In the 21st century, British views on the Empire have evolved from Kipling and Tennyson’s jingoistic celebrations of colonialism. However, a true acknowledgement of the crimes of the Empire and their continued consequences is a long way off. A 2014 YouGov poll found that 59% of the British public think the Empire is ‘more something to be proud of [than] ashamed of’ with only 19% believing the reverse. Even among 18-24-year olds, 48% are proud of the British Empire. When asked if countries colonised by Britain were better off from their experience, 49% believed colonised countries had benefited. Notably, 23% and 36% of respondents answered ‘Don’t know’ to questions about Britain’s imperial legacy. It is clear that the British public have not come to terms with the realities of colonialism. I think this must in part be due to identification with the colonisers. When the actions of Victorian imperialists are spoken of in terms of ‘we’, it is perhaps harder to speak critically about the realities of Empire – ‘we built the railways’, ‘we brought them democracy’. It is clear that the myths of British supremacy remain deeply ingrained. The personalisation of history, where British people identify so closely with our national historical myth, must contribute to this stubbornness.

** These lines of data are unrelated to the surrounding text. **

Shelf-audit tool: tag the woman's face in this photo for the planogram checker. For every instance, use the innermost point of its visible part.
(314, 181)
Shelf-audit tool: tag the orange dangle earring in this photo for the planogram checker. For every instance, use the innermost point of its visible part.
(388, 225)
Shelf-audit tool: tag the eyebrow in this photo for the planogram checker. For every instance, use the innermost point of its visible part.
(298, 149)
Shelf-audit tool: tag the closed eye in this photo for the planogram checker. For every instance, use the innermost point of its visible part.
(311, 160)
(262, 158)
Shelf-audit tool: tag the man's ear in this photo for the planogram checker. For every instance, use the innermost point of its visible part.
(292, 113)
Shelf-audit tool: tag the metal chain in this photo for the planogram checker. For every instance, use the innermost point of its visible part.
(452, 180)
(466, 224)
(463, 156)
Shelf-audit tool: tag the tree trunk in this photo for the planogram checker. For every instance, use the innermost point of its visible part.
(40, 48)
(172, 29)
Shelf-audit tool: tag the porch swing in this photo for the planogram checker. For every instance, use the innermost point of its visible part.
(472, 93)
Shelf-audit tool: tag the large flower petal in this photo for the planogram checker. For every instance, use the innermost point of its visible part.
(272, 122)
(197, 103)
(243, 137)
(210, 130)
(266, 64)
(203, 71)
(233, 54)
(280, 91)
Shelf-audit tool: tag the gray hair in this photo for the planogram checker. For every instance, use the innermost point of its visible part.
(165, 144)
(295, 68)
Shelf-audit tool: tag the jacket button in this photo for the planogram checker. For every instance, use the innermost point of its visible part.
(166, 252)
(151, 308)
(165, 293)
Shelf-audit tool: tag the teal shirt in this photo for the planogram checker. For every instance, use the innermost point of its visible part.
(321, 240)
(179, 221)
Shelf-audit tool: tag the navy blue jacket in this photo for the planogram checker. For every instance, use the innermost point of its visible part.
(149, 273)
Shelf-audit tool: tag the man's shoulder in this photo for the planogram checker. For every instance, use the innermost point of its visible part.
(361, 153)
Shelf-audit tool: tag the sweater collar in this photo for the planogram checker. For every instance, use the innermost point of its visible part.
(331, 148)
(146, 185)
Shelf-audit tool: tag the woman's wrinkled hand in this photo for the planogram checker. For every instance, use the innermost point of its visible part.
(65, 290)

This conflation of modern British identity with history of the British state creates an exclusive group, tying belonging to connection to the nation’s historical narrative. This is most obvious in attempts to expand ‘we’, such as the moves to recognise the contributions of soldiers from the Empire and the Commonwealth in the First World War. While such moves to expand ‘Our Island Story’ in the face of the whitewashing of our history are welcome, even when these initiatives are successful they tie belonging to past service to the British state. Recognising that 1.5 million Indian volunteers fought in the First World War is important, but when used as an argument to support multiculturalism in modern Britain it reinforces the assumption that those with deeper familial roots here have a greater claim to belonging. It reinforces the nostalgic worldview which grounds identity in the past and provides support to reactionary and colonialist ideas of what Britain is and what it should be. If the argument for a broader, multicultural British identity is grounded in past solidarity, colonial misconceptions about Britain’s past will be even harder to displace.
Talking about history in this personalised way promotes uncritical historical narratives, preventing a true confrontation of Britain’s colonial past and providing support for those who want to promote nostalgic, reactionary politics. With our understanding of history so intimately linked to our national identity, language which supports the assumptions of those who want to whitewash this past must be confronted. In order to confront the realities of British history, we need to change the ways we talk about it.